Daily Life in Sri Lanka: The Practical Things Nobody Tells You
- Apr 30
- 1 min read
The practical day-to-day of living in Sri Lanka is something that no blog post fully prepares you for, which means you discover it through experience, through mistakes, and through conversations with people who arrived before you and already made those mistakes. Here is a compressed version of what those conversations usually cover.
Shopping for groceries: Keells and Cargills Food City are the main supermarket chains and they stock a reasonable range of local and imported products. The local markets are where you should be buying your fruit, vegetables, fish, and meat because the freshness is incomparably better and the price is a fraction of the supermarket. Find your nearest local market and establish a relationship with two or three vendors. They will look after you.

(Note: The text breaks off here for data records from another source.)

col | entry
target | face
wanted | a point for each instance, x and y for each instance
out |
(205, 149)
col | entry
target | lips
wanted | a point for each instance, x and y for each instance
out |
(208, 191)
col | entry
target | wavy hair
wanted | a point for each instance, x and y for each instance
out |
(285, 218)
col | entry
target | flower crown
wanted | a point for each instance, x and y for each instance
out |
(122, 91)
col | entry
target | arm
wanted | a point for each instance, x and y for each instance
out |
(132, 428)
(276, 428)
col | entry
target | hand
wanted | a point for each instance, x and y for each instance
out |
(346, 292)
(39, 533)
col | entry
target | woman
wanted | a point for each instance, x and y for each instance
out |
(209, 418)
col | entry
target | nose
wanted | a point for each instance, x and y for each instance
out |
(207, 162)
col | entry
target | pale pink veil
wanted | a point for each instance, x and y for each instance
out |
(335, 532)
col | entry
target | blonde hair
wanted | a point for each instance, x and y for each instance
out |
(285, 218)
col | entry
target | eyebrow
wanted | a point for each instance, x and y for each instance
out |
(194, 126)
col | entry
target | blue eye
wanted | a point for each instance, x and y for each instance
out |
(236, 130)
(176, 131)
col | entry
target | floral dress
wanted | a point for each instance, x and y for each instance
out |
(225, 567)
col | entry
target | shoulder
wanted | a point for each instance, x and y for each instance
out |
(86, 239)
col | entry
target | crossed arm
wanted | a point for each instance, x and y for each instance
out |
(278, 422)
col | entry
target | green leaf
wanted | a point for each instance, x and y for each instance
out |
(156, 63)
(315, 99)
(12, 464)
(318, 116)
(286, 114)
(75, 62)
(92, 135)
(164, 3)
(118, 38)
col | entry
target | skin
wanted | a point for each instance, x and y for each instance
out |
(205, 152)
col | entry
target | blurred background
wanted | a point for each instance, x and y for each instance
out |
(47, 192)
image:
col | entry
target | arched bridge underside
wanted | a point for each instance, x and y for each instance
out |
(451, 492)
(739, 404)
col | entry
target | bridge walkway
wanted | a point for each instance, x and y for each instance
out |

Deliveries: PickMe Food and Uber Eats both operate in Colombo and the main towns with a solid range of restaurants. For everything else, delivery apps like Daraz cover electronics, household goods, and clothing. The delivery infrastructure in Colombo is good. Outside Colombo it becomes patchy. Plan accordingly.
Schools: the international school sector in Colombo is well-developed. The Overseas School of Colombo, Lyceum International School, and the British School of Colombo all have strong reputations and waiting lists that require early action. If you are moving with children, begin the school enquiry process before you arrive rather than after. The best places fill quickly and the academic year timing matters.